While Analog Efex Pro 2 is more of a pro offering, it features easy ways to mangle your pristine digital images by editing simple modules. There are some preset cameras, but you can edit any of those to build your own camera and add or remove bokeh, dust and scratches, frames, simulate blurs, double exposure and vignetting. These custom cameras can be saved as presets so you won’t lose a favorite look. Essentially, the custom camera is like an endless set of Instagram filters, with far more control than Instagram. The best part for me and my workflow is that it will open 16 bit RAW files straight from Lightroom.
Some of my favorite cameras
The double exposure tool is really cool to play with, giving a lot of control with an interface that encourages messing around. The tools are well designed and simple, but the results are impressive. In the example below, I did a double exposure of the same image, but you can add a different image. More to come on this one.
There is a color cast camera that tweaks out the basic tonal settings. Tweaks out = lowers the contrast and saturation, increases the brightness and adds some light leaks. Any of which you can easily change out and edit.

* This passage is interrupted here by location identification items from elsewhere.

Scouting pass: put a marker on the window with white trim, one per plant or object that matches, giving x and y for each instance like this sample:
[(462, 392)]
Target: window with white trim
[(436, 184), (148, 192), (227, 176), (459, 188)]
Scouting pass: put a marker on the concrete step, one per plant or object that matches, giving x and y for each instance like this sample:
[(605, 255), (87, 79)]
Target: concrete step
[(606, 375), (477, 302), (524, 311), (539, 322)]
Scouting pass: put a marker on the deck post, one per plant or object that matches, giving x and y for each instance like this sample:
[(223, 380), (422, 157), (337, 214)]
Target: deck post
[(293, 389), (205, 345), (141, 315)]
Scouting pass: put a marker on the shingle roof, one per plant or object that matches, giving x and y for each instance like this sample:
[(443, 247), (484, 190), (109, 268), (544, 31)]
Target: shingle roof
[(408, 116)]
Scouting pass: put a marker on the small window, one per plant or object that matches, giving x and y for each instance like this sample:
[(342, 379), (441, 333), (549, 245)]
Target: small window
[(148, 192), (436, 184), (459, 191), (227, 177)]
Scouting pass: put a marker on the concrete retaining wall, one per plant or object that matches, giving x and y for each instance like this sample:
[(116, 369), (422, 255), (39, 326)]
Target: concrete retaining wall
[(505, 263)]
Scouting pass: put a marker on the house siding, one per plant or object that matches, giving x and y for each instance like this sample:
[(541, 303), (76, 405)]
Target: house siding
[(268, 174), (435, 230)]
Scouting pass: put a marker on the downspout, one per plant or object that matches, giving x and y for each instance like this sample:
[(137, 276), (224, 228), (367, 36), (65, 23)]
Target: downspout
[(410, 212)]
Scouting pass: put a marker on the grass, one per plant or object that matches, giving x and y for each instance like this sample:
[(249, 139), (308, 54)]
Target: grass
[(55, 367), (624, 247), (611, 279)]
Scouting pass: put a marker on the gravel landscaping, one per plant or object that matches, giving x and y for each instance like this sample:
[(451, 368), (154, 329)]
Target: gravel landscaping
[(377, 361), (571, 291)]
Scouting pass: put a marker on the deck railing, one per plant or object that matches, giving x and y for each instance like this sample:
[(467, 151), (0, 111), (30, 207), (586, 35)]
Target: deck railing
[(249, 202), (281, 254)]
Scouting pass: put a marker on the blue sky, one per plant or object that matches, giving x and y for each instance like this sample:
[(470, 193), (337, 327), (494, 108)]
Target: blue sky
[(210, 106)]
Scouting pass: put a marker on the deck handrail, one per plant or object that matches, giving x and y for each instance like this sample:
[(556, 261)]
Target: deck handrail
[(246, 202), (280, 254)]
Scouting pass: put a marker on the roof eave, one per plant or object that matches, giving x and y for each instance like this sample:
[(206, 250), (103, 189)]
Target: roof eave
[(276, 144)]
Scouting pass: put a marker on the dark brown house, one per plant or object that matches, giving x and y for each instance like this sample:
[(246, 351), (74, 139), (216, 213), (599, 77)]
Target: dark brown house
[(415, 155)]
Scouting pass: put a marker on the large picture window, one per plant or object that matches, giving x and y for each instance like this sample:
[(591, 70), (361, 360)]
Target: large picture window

I’ve wanted the ability to do complex blurs without having 75 layers in Photoshop. This camera lets you have rotational and zoom blurs, but the real sauce is being able to use blur points as a way to paint complex blurs with an ease and speed that is staggering. Yes, I know that the image below does not resemble real world blurring. That may be true in your world, but in mine? Anything is possible:
Black and White conversion
Each camera has a couple of black and white presets that give good results:
You can still use Analog Efex Pro 2 to make simple tonal edits as it’s faster and less complex than some of the other Nik plugins. The main image at the top of this post is an example of this. I used only very simple edits. You don’t have to go all Instagram on your images. For simple tweaks like sharpening (Nik calls it detail extraction) and brightness/contrast/saturation, this plugin handles them well.
I’ve never fully liked the Lightroom sharpening algorithm. I’ve used it more than I care to admit. The detail extraction in all of the Nik plugins easily beats the Photoshop high pass sharpening trick in speed alone but the sharpening is on par with Photoshop and you get where you want so much more quickly.
For more there’s a great look at the entire Nik Collection’s recent update over on Petapixel. There are more videos showing off Analog Efex Pro 2 on Nik Software’s YouTube channel in this playlist.
Finally, if you don’t want to throw down the $149 for the Nik Collection, you can use Google’s Chrome browser and a Google+ account for free and enjoy some of the sweetness of Analog Efex Pro 2.
I wasn’t paid to write this. I just really like the software.